Humilhação

Lieblinge”:

Vocês fazem tudo o que nós queremos e ainda mais do que achávamos possível. Vocês são uns fofinhos – dóceis, obedientes, atentos aos nossos caprichos, gratos e reconhecidos. O vosso primeiro-ministro compensa bem a impreparação e a inexperiência com a assunção do papel de porta-voz da nossa mensagem de comedimento e humildade. Apreciamos igualmente o bom seguimento que foi dado aos nossos telefonemas para o atrevido ministro Portas no verão passado e, ainda antes, para o vosso Presidente da República, para que evitasse repetir declarações como a da “espiral recessiva” e, pelo contrário, disciplinasse as intervenções e proferisse, quando quebrasse os silêncios, notas de otimismo e empenho na estabilidade. Foram os dois muito lindos. Têm cumprido. Para mostrarmos a nossa satisfação, abrimos as nossas empresas aos vossos jovens engenheiros e a todos os que vierem por bem. Não esperem, porém, que lhes paguemos os mesmos salários que aos nossos compatriotas. Como compreenderão, e sei que compreendem, há muitos outros à porta. A escolha é um favor que vos fazemos. Como tal deve ser encarada. É também o povo alemão que no-lo exige. Sabemos que já integraram esta perspetiva no vosso discurso público, o que só joga a vosso favor.

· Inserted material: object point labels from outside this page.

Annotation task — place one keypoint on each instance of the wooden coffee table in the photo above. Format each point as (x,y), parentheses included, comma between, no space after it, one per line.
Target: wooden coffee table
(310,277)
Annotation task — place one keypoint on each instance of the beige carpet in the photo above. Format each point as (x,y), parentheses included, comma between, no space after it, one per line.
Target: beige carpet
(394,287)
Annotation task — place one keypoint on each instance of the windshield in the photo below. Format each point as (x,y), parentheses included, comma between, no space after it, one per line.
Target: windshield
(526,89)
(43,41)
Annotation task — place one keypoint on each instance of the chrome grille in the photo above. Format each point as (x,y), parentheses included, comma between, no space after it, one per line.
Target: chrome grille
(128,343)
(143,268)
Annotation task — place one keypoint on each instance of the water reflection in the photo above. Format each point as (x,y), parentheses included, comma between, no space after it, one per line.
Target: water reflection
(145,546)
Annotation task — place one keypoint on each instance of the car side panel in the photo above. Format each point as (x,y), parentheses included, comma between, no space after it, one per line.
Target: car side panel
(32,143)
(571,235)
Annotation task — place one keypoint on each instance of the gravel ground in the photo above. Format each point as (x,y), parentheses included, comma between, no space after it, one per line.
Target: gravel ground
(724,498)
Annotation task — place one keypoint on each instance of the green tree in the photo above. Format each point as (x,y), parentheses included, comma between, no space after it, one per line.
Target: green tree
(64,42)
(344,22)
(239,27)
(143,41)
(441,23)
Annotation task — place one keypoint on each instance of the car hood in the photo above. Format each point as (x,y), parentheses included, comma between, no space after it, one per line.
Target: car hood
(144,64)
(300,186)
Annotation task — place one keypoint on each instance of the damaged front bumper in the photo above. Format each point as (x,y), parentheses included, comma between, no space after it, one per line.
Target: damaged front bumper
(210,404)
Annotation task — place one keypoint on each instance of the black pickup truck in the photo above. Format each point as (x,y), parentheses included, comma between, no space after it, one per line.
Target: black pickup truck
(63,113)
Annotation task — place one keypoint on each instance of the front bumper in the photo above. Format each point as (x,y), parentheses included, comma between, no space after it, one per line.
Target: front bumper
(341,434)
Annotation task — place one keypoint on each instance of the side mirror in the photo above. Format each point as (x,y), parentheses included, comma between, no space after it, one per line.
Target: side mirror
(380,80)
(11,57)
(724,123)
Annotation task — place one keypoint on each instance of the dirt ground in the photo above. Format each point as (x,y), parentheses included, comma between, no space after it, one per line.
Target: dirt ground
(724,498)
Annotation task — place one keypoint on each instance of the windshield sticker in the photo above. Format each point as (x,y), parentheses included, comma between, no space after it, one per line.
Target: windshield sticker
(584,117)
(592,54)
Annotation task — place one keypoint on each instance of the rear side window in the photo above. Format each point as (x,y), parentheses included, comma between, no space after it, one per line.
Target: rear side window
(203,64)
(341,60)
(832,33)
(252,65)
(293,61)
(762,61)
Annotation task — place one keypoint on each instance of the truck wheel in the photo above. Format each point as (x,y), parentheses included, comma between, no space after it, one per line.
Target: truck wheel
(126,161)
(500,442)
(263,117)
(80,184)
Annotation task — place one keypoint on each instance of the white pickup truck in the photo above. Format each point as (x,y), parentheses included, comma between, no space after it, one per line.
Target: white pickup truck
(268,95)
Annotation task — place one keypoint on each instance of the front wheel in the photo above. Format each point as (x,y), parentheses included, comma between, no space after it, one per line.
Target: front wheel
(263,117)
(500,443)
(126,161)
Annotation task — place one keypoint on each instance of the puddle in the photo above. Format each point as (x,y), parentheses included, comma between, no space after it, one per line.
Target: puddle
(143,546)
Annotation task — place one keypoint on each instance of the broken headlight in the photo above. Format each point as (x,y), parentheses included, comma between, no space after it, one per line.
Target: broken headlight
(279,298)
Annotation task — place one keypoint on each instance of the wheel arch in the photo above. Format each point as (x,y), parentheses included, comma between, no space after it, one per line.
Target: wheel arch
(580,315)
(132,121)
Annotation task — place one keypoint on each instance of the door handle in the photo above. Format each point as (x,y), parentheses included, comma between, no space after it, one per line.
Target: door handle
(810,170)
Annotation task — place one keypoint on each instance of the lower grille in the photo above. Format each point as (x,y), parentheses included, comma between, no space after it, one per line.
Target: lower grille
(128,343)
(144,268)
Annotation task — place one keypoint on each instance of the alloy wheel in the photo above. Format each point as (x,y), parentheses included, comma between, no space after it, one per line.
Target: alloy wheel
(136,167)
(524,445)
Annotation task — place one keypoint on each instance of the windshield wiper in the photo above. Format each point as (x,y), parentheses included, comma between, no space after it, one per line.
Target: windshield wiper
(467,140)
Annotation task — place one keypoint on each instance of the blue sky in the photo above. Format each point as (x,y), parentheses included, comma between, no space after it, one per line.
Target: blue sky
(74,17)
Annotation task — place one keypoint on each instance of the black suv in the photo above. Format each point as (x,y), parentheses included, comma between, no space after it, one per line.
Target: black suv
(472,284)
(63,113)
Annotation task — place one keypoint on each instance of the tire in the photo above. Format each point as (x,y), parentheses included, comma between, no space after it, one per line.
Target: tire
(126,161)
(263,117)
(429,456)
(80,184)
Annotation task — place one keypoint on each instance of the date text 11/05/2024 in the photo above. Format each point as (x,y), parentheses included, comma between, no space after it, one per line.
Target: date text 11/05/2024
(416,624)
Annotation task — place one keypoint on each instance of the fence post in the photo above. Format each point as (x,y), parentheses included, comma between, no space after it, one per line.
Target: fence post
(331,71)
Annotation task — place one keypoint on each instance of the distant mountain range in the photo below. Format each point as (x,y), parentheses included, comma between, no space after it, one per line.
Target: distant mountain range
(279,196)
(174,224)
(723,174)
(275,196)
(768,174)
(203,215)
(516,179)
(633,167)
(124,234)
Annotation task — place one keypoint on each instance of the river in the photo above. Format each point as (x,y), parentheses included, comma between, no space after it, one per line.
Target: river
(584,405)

Como previmos, o consumo interno tem diminuído em Portugal e isso é uma boa notícia. Olhem para nós. Não nos peçam, porém, para olhar para vocês.

Mas, caros Pedro, Paulo e Maduro, vocês são também um problema. De tão burros e obedientes e face aos maus resultados obtidos em termos de défice e de dívida, corremos o risco de ver a nossa estratégia desacreditada. Sobretudo a nível internacional, onde não governamos, e onde os nossos excedentes começam a ser notados. Por isso, lamentamos mas iremos continuar a insistir nos cortes. Não nos resta outra opção. Não que consideremos que tal colida com o vosso pensamento. De facto, não prevemos para vocês, Governo, dificuldades em impô-los. Mas começam a ouvir-se demasiadas vozes dissonantes. Aqui perto, trataremos do Barroso e do Draghi como sempre.

Chegam-nos notícias de que os mais vivos e saudáveis de entre vós já deixaram o país. Não podemos deixar de apreciar a injeção de sangue novo que tal representa para o projeto europeu central, ao mesmo tempo que nos convém perfeitamente o exército de zombies que engrossa nas periferias. Sabendo que não desesperarão, aconselhamos mesmo assim a que aguardem, com a ajuda de deus e do César das Neves. Por nós, ajudar-vos-emos como se ajudam os pobres e miseráveis: com esmolas. O tempo que for preciso. Nada receiem, pois.

Assinado:

Governo do melhor povo do mundo

4 thoughts on “Humilhação”

  1. E agora com um ano e tal a trabalhar sem comer, oh, oh… vai chover para aí bajulação até mais não.